Recognizing Signs of Lymphedema: If the person has had axillary dissection, they will be provided with information on taking care of their arm and being alert to signs of lyphedema.
Wearing a Prosthesis or Bra: The site of the mastectomy surgery and particularly mastectomy with reconstruction needs time to heal before the person can wear a prosthesis or bra. The person's doctor will tell them how long they might need to wait.
Caring for the Bandage: The person's surgeon or nurse will show them how to take care of the mastectomy bandage. The surgeon might ask that the person not attempt to remove the bandage and instead wait until their first follow-up appointment so the surgeon can remove the bandage.
Pain Medication: The person's surgeon will most likely give them a prescription to take with them when they leave the hospital. The person may want to have it filled on their way home, or have a family member or friend fill the prescription as soon as the person is home so they have it available.

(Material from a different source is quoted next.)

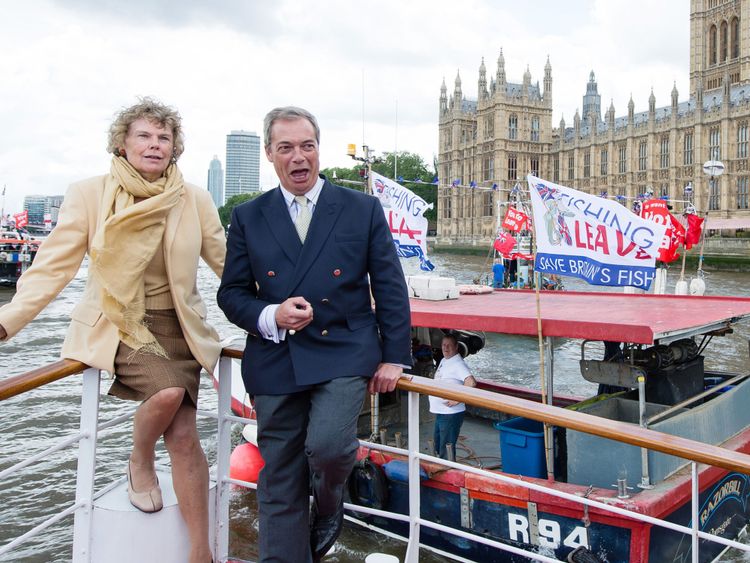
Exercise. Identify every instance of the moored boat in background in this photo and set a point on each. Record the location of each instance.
(17, 252)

Exercising the Person's Arm: A surgeon or nurse may show the person an exercise routine they can do to prevent arm and shoulder stiffness on the side where they had surgery. Usually, the person will start the exercises the morning following surgery. Some exercises should be avoided until drains are removed.
Stitches and Staples: The majority of surgeons use stitches that dissolve over time, so there is no longer any need to have them removed. On occasion, someone who has had a mastectomy will see the end of a stitch poking out of the incision. If this occurs, the person's surgeon can easily remove it. Surgical staples are removed during the person's first office visit following surgery.
Caring for a Surgical Drain: If the person has a drain in their breast area or their armpit, the drain might be removed before the person leaves the hospital. At times; however, a drain remains inserted until the first follow-up visit with the doctor - usually one or two weeks after surgery. If the person is going home with the drain inserted, they will need to empty the fluid from the detachable drain bulb a few times each day.
Mastectomy rates vary tremendously worldwide, as was documented by the 2004 'Intergroup Exemestane Study', an analysis of surgical techniques used in an international trial of adjuvant treatment among 4,700 females with early breast cancer in 37 countries. The mastectomy rate was highest in central and eastern Europe at 77%. The USA had the second highest rate of mastectomy with 56%, western and northern Europe averaged 46%, southern Europe 42% and Australia and New Zealand 34%.